Hepatitis C virus (HCV) infection is a widespread condition that affects up to 170 million people worldwide, or 3% of the global population. Liver cirrhosis and hepatocellular carcinoma are well-known complications of HCV infection, but extrahepatic manifestations develop in up to two-thirds of patients with HCV.1 Extrahepatic manifestations account for the increasing disease burden of HCV in spite of declining rates of HCV infection in the United States.2
HCV-related disorders include lymphomas and renal, metabolic, and cardiovascular diseases.1 The risk of type 2 diabetes (T2D) and insulin resistance appears to be increased in patients with HCV as well. The elevated risk for T2D is present both in patients without liver dysfunction and in patients with chronic HCV-related liver disease.2
The Link Between HCV and T2D
Up to 30% of patients with HCV have insulin resistance or T2D, and patients with HCV are 1.5 to 3.8 times as likely to have T2D than the general population. Patients with HCV who are at high risk for T2D due to non-HCV-related risk factors have an 11-fold greater risk of developing T2D than individuals without HCV.3
While epidemiological data largely support the association between HCV infection and T2D, not all studies are in agreement.3 One prospective study from 1998 compared the risk of T2D in 247 patients with liver cirrhosis, 138 patients with chronic hepatitis, and 494 patients with acute orthopedic trauma.
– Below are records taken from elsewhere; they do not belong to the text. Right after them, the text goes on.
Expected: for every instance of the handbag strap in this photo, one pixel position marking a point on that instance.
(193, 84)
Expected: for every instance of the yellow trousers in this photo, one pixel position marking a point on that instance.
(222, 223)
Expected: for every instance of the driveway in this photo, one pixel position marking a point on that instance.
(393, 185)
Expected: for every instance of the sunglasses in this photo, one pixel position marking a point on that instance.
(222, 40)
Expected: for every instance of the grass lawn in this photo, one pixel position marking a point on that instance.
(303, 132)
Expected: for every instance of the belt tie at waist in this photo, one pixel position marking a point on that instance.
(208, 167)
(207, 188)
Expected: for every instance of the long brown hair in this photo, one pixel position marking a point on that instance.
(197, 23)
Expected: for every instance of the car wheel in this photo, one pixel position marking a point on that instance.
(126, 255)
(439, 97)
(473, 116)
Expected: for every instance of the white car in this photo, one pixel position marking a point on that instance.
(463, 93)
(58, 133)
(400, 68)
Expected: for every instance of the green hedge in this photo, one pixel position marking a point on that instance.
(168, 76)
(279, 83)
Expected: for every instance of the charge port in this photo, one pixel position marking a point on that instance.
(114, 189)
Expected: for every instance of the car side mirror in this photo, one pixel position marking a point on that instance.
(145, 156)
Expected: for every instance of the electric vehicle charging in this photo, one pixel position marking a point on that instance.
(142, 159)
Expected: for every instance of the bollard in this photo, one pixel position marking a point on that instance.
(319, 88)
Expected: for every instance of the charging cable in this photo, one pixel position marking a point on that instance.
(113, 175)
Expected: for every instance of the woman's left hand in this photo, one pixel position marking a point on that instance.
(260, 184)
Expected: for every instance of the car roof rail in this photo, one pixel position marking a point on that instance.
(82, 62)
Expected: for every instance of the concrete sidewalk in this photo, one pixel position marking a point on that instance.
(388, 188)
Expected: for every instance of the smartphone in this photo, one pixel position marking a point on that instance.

HCV infection was present in 64% in the cirrhosis group and 74% of patients in the chronic hepatitis group. Age and cirrhosis were independent predictors of T2D, but HCV infection was not. However, a major limitation of this study was that T2D was diagnosed using fasting plasma glucose alone.4
A recent study from 2014 also did not find a link between HCV infection and T2D. This population-based study analyzed cross-sectional data from 15,128 adults from the US National Health and Nutrition Examination Survey (NHANES). A total of 1.7% of participants were positive for HCV antibodies, 1.1% were positive for HCV RNA, and 10.5% had T2D. Insulin resistance was measured using homeostatic model assessment-estimated insulin resistance (HOMA-IR), and T2D was diagnosed using hemoglobin A1C and fasting plasma glucose. Increased alanine aminotransferase (ALT) and gamma glutamyltransferase (GGT) levels were identified as risk factors for T2D. No association between HCV and T2D was found.5
Although the NHANES study appeared to refute the relationship between HCV infection and T2D, Yaron Tomer, MD, an endocrinologist from the Albert Einstein College of Medicine in New York, does not believe that these results necessarily disprove the connection. “In the NHANES study, while not statistically significant, there was a trend for higher HOMA-IR, which is a measure of insulin resistance, in patients with HCV,” he said.
“Also, the evidence supporting the association between HCV and T2D goes back almost 20 years and comes from all over the world. I think that there is an association after reviewing the bulk of the data,” he added.